“We can’t just see women succeeding all the time,” Dr. Gray said. “A good feminist image needs to show us women struggling and sometimes making bad decisions. Jennifer Aniston often occupies that role. People connect. It’s ‘Yeah, she doesn’t know what she’s doing and neither do I.’”
To admirers Ms. Aniston’s seeming bewilderment is built on a bedrock of granite.
“Many celebrities, when they’re under pressure, break down and start making bad decisions,” said Nancy Eastman, 15, a high school sophomore in New York City. “Suddenly you hear they’re in rehab. With Jennifer Aniston that never happened. She just tried going on with her life and doing what she loved.

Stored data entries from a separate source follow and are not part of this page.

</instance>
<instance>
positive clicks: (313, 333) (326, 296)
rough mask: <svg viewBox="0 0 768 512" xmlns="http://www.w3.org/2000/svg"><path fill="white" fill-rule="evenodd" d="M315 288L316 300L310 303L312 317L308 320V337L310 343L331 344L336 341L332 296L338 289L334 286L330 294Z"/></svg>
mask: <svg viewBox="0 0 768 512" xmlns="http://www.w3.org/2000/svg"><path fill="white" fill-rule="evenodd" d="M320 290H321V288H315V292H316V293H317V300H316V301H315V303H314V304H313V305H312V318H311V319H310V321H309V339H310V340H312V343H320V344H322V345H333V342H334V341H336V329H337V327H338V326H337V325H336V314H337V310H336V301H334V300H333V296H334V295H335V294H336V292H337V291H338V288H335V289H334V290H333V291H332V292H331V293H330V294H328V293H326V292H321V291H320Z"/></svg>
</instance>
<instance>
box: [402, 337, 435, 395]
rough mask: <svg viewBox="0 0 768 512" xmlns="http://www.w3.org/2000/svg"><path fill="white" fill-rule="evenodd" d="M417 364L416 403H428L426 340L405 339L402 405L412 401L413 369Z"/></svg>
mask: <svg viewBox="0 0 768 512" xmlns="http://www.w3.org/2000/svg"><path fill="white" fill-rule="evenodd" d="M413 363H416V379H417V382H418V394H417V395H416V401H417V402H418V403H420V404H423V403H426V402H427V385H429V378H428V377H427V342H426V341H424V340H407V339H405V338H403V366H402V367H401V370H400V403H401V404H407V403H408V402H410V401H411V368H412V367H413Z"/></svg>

To me she is Rachel.”
That she would conflate the actress with her character seems a given. “Fans always try to ferret out the connection between the characters actresses play and their real lives,” said Leo Braudy, a professor of literature, film history and American culture at the University of Southern California in Los Angeles. As for Ms. Aniston, “If she is a role model, it is the role of survivor.”
To some, Ms. Aniston seems to have sedulously cultivated that cool-girl persona — tough but not hardened, cheery or tart as it suits her. Her performance, if it is one, puts one in mind of Amy Dunne, the unnervingly cunning title character of “Gone Girl,” Gillian Flynn’s 2012 thriller, who has styled herself, as Amy observes in what maybe the novel’s most oft-quoted passage, “as that hot, brilliant, funny woman who adores football, poker, dirty jokes and burping.” And, as Amy observes, never gets angry.
But if Ms. Aniston is mostly sticking to script, does it matter?
The actress herself has been quick to exploit her red-carpet appeal in a black leather minidress or sensationally clingy bias-cut gown. She seems to generate heat, yet younger male fans rarely respond with unbridled lust.